Will May fire Patel? Tory who held ‘undisclosed’ meetings with Israelis summoned back to London
The International Development Secretary’s fate appears to be sealed after details of two further secret meetings with Israeli officials emerged on top of the 12 previously revealed. As well as meeting with officials including PM Benjamin Netanyahu in Israel in August, it is now claimed she met with public security minister Gilad Erdan at Westminster and foreign ministry official Yuval Rotem in New York in September.
It is understood Downing Street was told about the New York breakfast with Rotem when she disclosed the details of her Israel trip, but Number 10 only learnt on Tuesday about the meeting with Erdan. No British officials were present and, as with her meetings in Israel, she did not report them to the government or Foreign Office in the usual way.
Downing Street has dismissed claims made in the Jewish Chronicle that Patel was told by Number 10 not to officially note the extra meetings so as not to embarrass the Foreign Office. Citing two unnamed sources, the newspaper said although Patel’s meeting with Netanyahu was not authorized in advance, the British government was made aware of it within hours.
Patel was accompanied at all the meetings bar one by the honorary president of the Conservative Friends of Israel lobbying group, Lord Polak. No minutes were taken.
Before these extra meetings were revealed, Downing Street insisted May had confidence in Patel, who was in Africa with International Trade Secretary Liam Fox. She is now understood to be on her way back from Nairobi on Wednesday to be formally dismissed, according to the BBC.
Downing Street’s stance on Patel appeared to change when it was revealed on Tuesday that Patel had tried to divert British taxpayer’s money to the Israeli Army. Officially, Britain accuses Israel of occupying in the disputed Golan Heights territory illegally.

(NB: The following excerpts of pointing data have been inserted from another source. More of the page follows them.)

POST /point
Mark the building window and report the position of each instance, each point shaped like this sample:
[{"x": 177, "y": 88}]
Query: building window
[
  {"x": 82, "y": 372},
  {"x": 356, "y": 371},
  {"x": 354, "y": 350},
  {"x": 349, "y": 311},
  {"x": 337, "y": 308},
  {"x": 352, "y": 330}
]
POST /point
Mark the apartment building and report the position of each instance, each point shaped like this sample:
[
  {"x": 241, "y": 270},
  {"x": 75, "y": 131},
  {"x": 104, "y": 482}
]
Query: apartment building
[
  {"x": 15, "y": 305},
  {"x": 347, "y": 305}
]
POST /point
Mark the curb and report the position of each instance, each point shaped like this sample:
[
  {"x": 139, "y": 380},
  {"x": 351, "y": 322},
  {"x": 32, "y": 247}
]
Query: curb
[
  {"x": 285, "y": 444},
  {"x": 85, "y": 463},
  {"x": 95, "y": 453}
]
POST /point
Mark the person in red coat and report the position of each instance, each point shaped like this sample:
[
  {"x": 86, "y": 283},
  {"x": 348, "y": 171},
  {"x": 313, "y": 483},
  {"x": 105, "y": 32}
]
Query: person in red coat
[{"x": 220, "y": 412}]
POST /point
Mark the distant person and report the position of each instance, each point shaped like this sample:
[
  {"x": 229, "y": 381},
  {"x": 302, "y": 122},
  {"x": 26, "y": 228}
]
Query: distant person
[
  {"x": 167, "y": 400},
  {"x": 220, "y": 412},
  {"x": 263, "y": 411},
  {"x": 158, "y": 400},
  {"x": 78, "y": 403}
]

Labour is demanding an investigation by the Prime Minister’s standards advisor into Patel’s meetings with the Israeli government, claiming they involve four “serious breaches” of the ministerial code. In a letter to May, shadow Cabinet Office minister Jon Trickett said she should either call in her independent advisor on ministerial standards or “state publicly and explain your full reasons for why Priti Patel retains your confidence despite clear breaches of the ministerial code.”